Dia mengatakan, besaran subsidi akan diberikan dalam jumlah tetap setiap bulannya kepada keluarga yang berhak menerima subsidi. Pemerintah akan mentransfer langsung subsidi tersebut kepada penerima manfaat.
"Dan LPG 3 kg dijual harga keekonomian, sama dengan harga LPG non subsidi lainnya, untuk menghilangkan disparitas harga LPG di pasar," lanjutnya.
Atas rekomendasi yang diberikan Banggar ini, pemerintah meminta waktu untuk mengimplementasikannya. Menanggapi permintaan ini, menurutnya Banggar memberikan batas waktu sampai Juli 2022 untuk menerapkannya.
"Banggar memberikan waktu kepada pemerintah sampai Juli 2022. Banggar juga merekomendasikan menghilangkan biaya kompensasi kenaikan harga, sebagai akibat selisih harga produksi dan penetapan harga dari pemerintah, di luar skema subsidi untuk orang miskin," jelasnya.
Lebih lanjut dia mengatakan sebanyak 50,2 juta rumah tangga penerima program subsidi yang termasuk dalam 32% rumah tangga ekonomi rendah, hanya menyerap 22% dari subsidi LPG. Sementara 86% subsidi dinikmati oleh kelompok yang lebih mampu.
"Dengan selisih harga yang jauh, sehingga mayoritas rumah tangga menggunakan LPG subsidi," ujarnya.
Dia memaparkan, terdapat sebanyak 12,5 juta rumah tangga miskin dan rentan tidak menerima subsidi LPG, sebanyak 2,7 juta kepala rumah tangga perempuan tidak menerima subsidi LPG.
Lalu, 760 ribu penyandang disabilitas tidak menerima subsidi LPG, dan 4,06 juta lansia juga tidak menerima subsidi LPG.
Adanya disparitas harga yang terjadi di pasaran antara LPG subsidi dan non subsidi menyebabkan praktik penyimpangan dan pidana berupa penimbunan dan pengoplosan LPG.
Seperti diketahui pada tahun 2007 silam pemerintah melaksanakan program konversi minyak tanah ke LPG. Sejak saat itu LPG 3 Kg atau subsidi tidak mengalami kenaikan sampai hari ini, yang artinya sudah 14 tahun.
Berdasarkan data yang dipaparkan PT Pertamina (Persero) di Komisi VII DPR RI, per Januari 2021 harga LPG PSO tetap sebesar Rp 4.300/kg.

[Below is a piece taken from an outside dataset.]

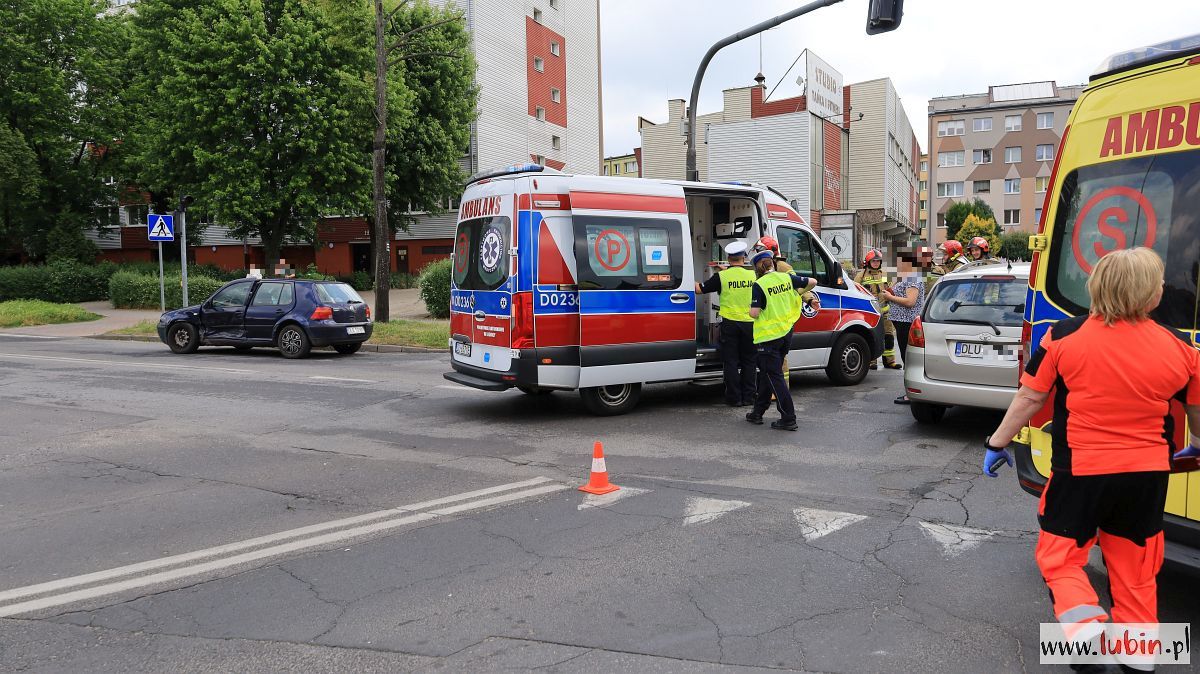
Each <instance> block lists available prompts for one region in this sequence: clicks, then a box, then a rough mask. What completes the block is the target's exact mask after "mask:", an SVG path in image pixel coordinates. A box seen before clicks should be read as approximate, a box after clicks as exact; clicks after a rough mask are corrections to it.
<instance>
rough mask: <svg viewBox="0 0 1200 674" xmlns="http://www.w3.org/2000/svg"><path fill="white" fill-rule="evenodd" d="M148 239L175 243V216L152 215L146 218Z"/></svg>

Sementara untuk yang non subsidi, harganya sudah naik sampai 2x lipat menjadi Rp 9.600/kg dibandingkan 2007 yang sebesar Rp 4.300/kg.
Harga LPG non subsidi seperti LPG 12 kg telah mengalami kenaikan beberapa kali. Pada Juli 2008 harga LPG non subsidi naik menjadi Rp 5.800/kg, lalu pada Januari 2014 mengalami lonjakan signifikan menjadi Rp 8.500/kg, namun turun lagi menjadi Rp 6.000/kg pada Juli 2014.
Setelah itu berfluktuasi, hingga pada Januari 2016 mulai naik lagi menjadi Rp 9.000/kg, dan hingga kini mencapai Rp 9.600/kg.
Bila dibandingkan dengan harga LPG bersubsidi, artinya ada selisih sekitar Rp 5.300/kg. Dengan selisih Rp 5.300/kg, maka selisih harga yang harus disubsidi pemerintah untuk LPG 3 kg adalah sekitar Rp 15.900 per tabung.